Why European Stock Markets Are The Place To Be

If a picture tells a thousand words, then can numbers dispel a thousand lies?

For months I have been saying that the global economy — in particular, Europe — is far, far healthier than the media has been reporting. And now a slew of numbers are starting to arrive that prove my point. The upshot tells you that European stock markets are the place to be as an investor in 2015.

I had this view confirmed  on European stock markets from an email I receive every morning from my European brokerage firm. This email simply catalogs various numerical data from various economies and stock markets around key parts of the world.

As I scanned the numbers, I quickly realized that, one after the other, they were proving the point I’ve been making all these months. They undermined all the Sturm und Drang that the media and the economists have been feeding us in what I can only assume is a quest to makes us think America is surging while the rest of the world is sinking. But it’s all been a whitewash.
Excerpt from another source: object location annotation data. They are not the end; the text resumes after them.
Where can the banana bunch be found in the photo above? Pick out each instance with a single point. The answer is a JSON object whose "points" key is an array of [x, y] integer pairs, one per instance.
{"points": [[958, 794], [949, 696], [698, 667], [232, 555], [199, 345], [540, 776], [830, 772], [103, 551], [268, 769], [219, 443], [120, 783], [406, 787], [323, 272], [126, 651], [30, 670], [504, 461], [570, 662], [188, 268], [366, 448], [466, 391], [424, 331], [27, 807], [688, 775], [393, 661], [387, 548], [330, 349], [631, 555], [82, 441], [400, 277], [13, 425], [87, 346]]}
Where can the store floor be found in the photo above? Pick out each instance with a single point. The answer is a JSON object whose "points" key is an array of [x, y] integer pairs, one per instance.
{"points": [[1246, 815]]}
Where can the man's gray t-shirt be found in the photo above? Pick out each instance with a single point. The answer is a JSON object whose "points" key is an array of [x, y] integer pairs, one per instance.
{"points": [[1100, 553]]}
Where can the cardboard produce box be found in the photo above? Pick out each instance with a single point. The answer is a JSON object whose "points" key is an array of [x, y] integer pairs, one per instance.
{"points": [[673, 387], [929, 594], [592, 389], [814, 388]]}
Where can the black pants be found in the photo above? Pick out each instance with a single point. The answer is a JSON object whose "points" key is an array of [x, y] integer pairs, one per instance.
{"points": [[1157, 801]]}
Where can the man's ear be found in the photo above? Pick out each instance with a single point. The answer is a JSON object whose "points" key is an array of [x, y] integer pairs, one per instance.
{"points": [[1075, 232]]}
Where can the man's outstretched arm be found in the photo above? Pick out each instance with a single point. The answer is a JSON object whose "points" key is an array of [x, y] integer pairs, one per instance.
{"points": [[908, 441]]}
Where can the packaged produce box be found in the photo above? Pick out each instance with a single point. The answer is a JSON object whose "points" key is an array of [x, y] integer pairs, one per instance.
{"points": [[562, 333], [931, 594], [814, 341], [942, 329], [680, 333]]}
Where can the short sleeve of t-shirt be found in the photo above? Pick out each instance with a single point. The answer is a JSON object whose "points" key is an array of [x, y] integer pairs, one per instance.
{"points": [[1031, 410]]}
Consider some plot points in this story:

  • Commodity prices as tracked by Australia New Zealand Bank rose 1.9% for February, nearly double their pace from a year ago … a sign of inflation rather than the overhyped deflation we continually hear about in the U.S. and Europe.
  • Building permits in Australia rose 7.9% in January, far in excess of the 2.8% decline from a year ago and well ahead of economists’ expectations of a 1.8% decline for the month.
  • European retail sales rose 5.3% for January, making fools of the economists who predicted tepid growth of just 2.7%.

The data points keep going, though I won’t bore you with a bunch of numbers. I’ll just tell you that Swiss economic growth came in faster than expected; that unemployment in the euro zone was far better than expected, while euro zone growth has accelerated; that Canadian GDP was stronger than forecast; that Spain’s unemployment rate is falling and its economy is expanding faster than predicted; that the risk of deflation is now falling in Europe; that German labor unions are winning big pay raises, an indication of wage pressures, which only arise when economies are improving at a fundamental level; that the economy of Portugal, one of the much-maligned PIIGS nations during the European debt crisis, has returned to positive growth.